Ook hier: zo simpel is het niet. Zeker, de afgelopen decennia zijn kiezers in Nederland en elders meer en meer gaan kiezen, steeds minder vast verbonden aan een enkele politieke partij. Dat is overvloedig gedocumenteerd; de Nederlandse kiezer is beweeglijker - dat staat niet gelijk aan willekeur of wispelturigheid - dan ooit. Dat vervolgens bij het zoeken naar verklaringen van het uiteindelijke kiesgedrag het oog op de leider van de partij valt, is begrijpelijk en terecht. Elk eigentijds verklaringsmodel van kiesgedrag dat geen enkele plaats inruimt voor de beoordeling of waardering van politici is onvolkomen.

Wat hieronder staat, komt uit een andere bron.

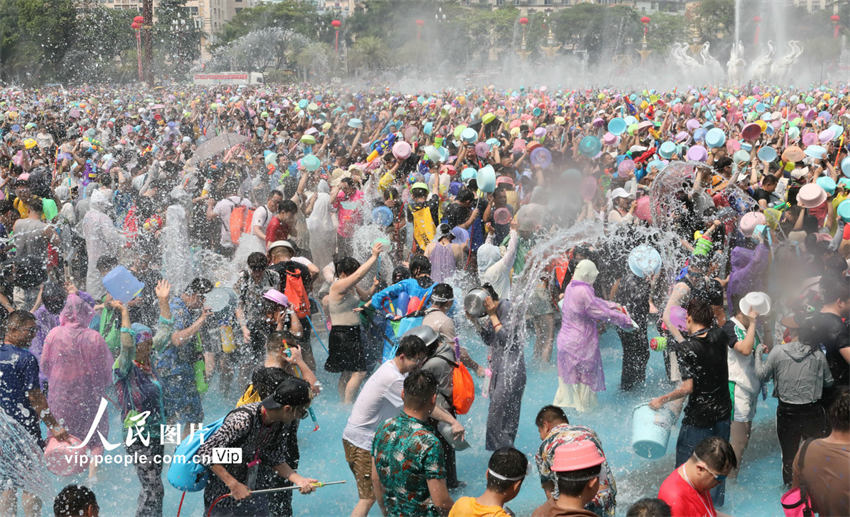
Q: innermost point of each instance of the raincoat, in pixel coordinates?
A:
(495, 269)
(579, 359)
(78, 367)
(322, 230)
(101, 237)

Velen slaan echter door, en menen dat het eventueel langzaam toegenomen gewicht van de individuele politicus in de electorale calculus zo ver gaat, dat het lot van partijen op verkiezingsdag staat of valt met de waardering van de leider. Voor de stelling dat het electorale lot van partijen exclusief of zelfs maar in overwegende mate afhangt van de waardering van hun leider, is echter in kiezersonderzoek erg weinig steun te vinden. Dat onderzoek levert enigszins uiteenlopende bevindingen op, met soms meer en soms minder steun voor het idee van electorale personalisering, maar wijst er zeker niet op dat de kiezersaanhang van een partij bepaald wordt door de populariteit van de leider of lijsttrekker ervan. Partijen blijken zeer hardnekkige fenomenen te zijn, met nog altijd groot electoraal gewicht, en geleverde prestaties en aangekondigde plannen leggen eveneens aanzienlijk gewicht in de electorale schaal. Wat maakt het electorale verval van de NSC van Omtzigt begrijpelijker; zijn plotse verlies (?) aan charisma of de teleurstelling die zich in de afgelopen maanden bij de aanhang heeft opgebouwd gelet op de prestaties van het kabinet-Schoof in het algemeen en de NSC en Omtzigt in het bijzonder?
Charisma en zo. Natuurlijk, het staat eenieder vrij om electorale bewegingen aan ‘het’ charisma en meer in het algemeen aan de persoon van die leider toe te schrijven. Voor wie echter zicht op en inzicht in verkiezingen en kiesgedrag wenst te hebben, is het zaak dergelijke simplistische en conceptueel en empirisch gemankeerde duidingen niet te serieus te nemen. Al weet deze vernuftige kiezersonderzoeker van Leiden heus wel dat zijn strijd om terminologische en analytische zuiverheid een onbegonnen strijd zal blijken te zijn...
Joop van Holsteyn is emeritus-hoogleraar in Politiek Gedrag en Onderzoeksmethoden aan de Universiteit Leiden. Hij is neerlandicus en politicoloog. Hij publiceert met name over verkiezingen en stemgedrag, publieke opinie en opinieonderzoek, het referendum in Nederland, extreem-rechts en politieke partijen en partijleden. Tevens doet hij onderzoek naar politieke tekeningen.